Second algorithm used to determine rules was the Apriori algorithm. In order to assess the rules more conveniently, they were sorted by lift and by support.
#apriori
Groceries_apriori<-apriori(Groceries, parameter=list(supp=0.03, conf=0.4))
## Apriori
##
## Parameter specification:
## confidence minval smax arem aval originalSupport maxtime support minlen
## 0.4 0.1 1 none FALSE TRUE 5 0.03 1
## maxlen target ext
## 10 rules TRUE
##
## Algorithmic control:
## filter tree heap memopt load sort verbose
## 0.1 TRUE TRUE FALSE TRUE 2 TRUE
##
## Absolute minimum support count: 295
##
## set item appearances ...[0 item(s)] done [0.00s].
## set transactions ...[169 item(s), 9835 transaction(s)] done [0.00s].
## sorting and recoding items ... [44 item(s)] done [0.00s].
## creating transaction tree ... done [0.00s].
## checking subsets of size 1 2 3 done [0.00s].
## writing ... [5 rule(s)] done [0.00s].
## creating S4 object ... done [0.00s].
rules_apriori_lift<-sort(Groceries_apriori, by="lift", decreasing=TRUE)
inspect(rules_apriori_lift)
## lhs rhs support confidence coverage
## [1] {root vegetables} => {other vegetables} 0.04738180 0.4347015 0.10899847
## [2] {whipped/sour cream} => {whole milk} 0.03223183 0.4496454 0.07168277
## [3] {root vegetables} => {whole milk} 0.04890696 0.4486940 0.10899847
## [4] {tropical fruit} => {whole milk} 0.04229792 0.4031008 0.10493137
## [5] {yogurt} => {whole milk} 0.05602440 0.4016035 0.13950178
## lift count
## [1] 2.246605 466
## [2] 1.759754 317
## [3] 1.756031 481
## [4] 1.577595 416
## [5] 1.571735 551
rules_apriori_support<-sort(Groceries_apriori, by="support", decreasing=TRUE)
inspect(rules_apriori_support)
## lhs rhs support confidence coverage
## [1] {yogurt} => {whole milk} 0.05602440 0.4016035 0.13950178
## [2] {root vegetables} => {whole milk} 0.04890696 0.4486940 0.10899847
## [3] {root vegetables} => {other vegetables} 0.04738180 0.4347015 0.10899847
## [4] {tropical fruit} => {whole milk} 0.04229792 0.4031008 0.10493137
## [5] {whipped/sour cream} => {whole milk} 0.03223183 0.4496454 0.07168277
## lift count
## [1] 1.571735 551
## [2] 1.756031 481
## [3] 2.246605 466
## [4] 1.577595 416
## [5] 1.759754 317
Again root vegetables with other vegetables have the highest lift value, while yoghurt and whole milk have the highest support. Results for both algorithms are pretty much in line with intuition: yoghurt and whipped cream are often bought with whole milk, root vegetables are often bought with other vegetables. It is worth mentioning that 4 out of 5 rules contain whole milk, which was earlier determined as the most frequent product in whole database.
library(arulesViz)
plot(rules_eclat, method="graph", control=list(type="items"))

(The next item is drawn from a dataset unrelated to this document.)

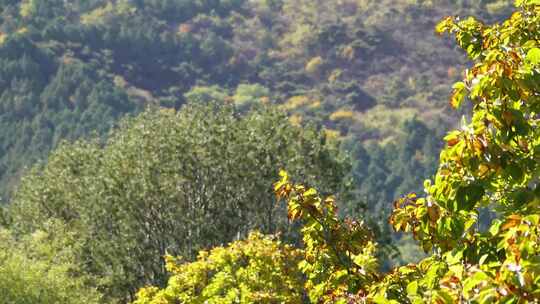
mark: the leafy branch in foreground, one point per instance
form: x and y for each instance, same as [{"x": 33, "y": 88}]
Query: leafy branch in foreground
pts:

## Available control parameters (with default values):
## layout = stress
## circular = FALSE
## ggraphdots = NULL
## edges = <environment>
## nodes = <environment>
## nodetext = <environment>
## colors = c("#EE0000FF", "#EEEEEEFF")
## engine = ggplot2
## max = 100
## verbose = FALSE
plot(rules_eclat, method="paracoord", control=list(reorder=TRUE))

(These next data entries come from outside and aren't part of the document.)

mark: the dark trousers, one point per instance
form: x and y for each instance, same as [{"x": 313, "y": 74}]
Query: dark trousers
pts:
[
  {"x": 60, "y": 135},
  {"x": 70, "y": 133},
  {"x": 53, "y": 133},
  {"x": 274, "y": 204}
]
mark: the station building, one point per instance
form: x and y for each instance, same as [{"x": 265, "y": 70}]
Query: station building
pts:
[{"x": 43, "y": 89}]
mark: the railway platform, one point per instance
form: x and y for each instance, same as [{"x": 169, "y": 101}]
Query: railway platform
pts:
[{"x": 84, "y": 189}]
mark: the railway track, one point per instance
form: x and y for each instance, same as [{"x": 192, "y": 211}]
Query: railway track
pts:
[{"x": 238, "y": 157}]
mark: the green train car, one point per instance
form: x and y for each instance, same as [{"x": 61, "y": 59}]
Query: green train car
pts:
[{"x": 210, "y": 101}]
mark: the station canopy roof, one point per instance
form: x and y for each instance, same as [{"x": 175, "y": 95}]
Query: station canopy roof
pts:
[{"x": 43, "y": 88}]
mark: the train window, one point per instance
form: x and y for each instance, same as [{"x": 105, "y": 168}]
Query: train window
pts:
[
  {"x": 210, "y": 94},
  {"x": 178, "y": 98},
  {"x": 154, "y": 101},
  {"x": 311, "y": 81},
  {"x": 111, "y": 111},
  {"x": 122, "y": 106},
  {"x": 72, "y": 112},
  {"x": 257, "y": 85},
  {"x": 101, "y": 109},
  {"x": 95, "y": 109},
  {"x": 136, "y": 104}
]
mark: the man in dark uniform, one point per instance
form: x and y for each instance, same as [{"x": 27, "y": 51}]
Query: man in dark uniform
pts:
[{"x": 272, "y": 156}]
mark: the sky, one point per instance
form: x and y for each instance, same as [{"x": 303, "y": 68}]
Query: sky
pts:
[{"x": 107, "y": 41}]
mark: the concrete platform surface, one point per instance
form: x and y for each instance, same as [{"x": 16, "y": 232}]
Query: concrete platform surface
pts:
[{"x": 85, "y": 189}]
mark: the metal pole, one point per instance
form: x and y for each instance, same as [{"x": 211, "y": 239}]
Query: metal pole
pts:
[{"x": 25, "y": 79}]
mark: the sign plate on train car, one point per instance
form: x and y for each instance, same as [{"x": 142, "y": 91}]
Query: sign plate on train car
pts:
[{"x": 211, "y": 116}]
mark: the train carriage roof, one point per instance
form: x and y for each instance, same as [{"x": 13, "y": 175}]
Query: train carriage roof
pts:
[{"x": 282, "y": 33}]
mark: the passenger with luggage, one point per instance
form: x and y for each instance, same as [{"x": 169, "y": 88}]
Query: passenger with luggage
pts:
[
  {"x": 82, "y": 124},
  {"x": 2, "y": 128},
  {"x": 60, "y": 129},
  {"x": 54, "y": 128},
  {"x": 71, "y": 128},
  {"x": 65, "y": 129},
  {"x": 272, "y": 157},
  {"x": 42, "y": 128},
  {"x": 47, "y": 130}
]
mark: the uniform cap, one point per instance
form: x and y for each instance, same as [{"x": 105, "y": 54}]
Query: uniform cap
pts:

plot(rules_eclat, method="graph", engine="htmlwidget")
As only 5 rules were identified, the plots are not that impressive and it is hard to utilize their potential. The most informative and also interactive is last plot. One can choose the product or the rule and inspect its interaction with other items alone.

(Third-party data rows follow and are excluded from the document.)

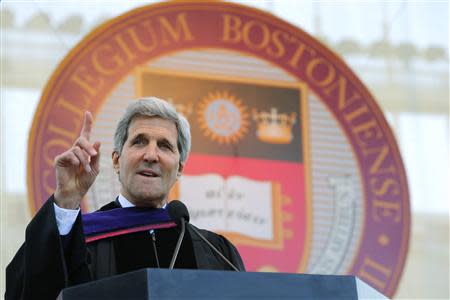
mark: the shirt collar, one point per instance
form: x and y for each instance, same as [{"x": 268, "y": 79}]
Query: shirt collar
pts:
[{"x": 125, "y": 203}]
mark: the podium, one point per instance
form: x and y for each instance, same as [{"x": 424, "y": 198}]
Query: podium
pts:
[{"x": 206, "y": 284}]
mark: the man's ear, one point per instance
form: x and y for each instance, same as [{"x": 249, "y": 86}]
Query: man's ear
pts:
[
  {"x": 115, "y": 159},
  {"x": 180, "y": 169}
]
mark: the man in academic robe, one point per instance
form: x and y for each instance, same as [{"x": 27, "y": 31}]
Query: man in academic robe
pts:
[{"x": 151, "y": 146}]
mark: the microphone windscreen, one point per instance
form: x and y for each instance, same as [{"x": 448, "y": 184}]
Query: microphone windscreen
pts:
[{"x": 178, "y": 210}]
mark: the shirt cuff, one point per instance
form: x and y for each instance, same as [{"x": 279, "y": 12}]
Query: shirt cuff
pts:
[{"x": 65, "y": 218}]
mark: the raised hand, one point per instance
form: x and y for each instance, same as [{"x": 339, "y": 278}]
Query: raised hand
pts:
[{"x": 77, "y": 168}]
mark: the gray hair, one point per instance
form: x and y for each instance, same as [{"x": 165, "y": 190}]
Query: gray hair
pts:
[{"x": 154, "y": 107}]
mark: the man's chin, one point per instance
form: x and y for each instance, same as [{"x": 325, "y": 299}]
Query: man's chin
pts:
[{"x": 146, "y": 200}]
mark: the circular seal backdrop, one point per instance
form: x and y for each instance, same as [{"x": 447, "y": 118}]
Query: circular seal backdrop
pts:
[{"x": 292, "y": 159}]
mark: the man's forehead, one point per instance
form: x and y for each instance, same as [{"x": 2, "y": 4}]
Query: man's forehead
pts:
[{"x": 140, "y": 124}]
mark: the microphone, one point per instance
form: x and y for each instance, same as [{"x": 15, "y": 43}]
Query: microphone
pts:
[{"x": 177, "y": 210}]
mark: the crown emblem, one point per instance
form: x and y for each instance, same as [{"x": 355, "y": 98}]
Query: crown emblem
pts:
[
  {"x": 274, "y": 127},
  {"x": 184, "y": 109}
]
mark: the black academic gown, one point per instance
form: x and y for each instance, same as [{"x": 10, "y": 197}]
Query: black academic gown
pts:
[{"x": 47, "y": 262}]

The analysis of the Groceries dataset from library arules was performed. Used thresholds (support 0.03 and confidence 0.4) allowed for extraction of 5 rules. Whole milk appeared within analysed rules most frequently. However, this was most likely caused by the fact, that this product had the highest frequency out of all products - it appeared in over 25% of all transactions.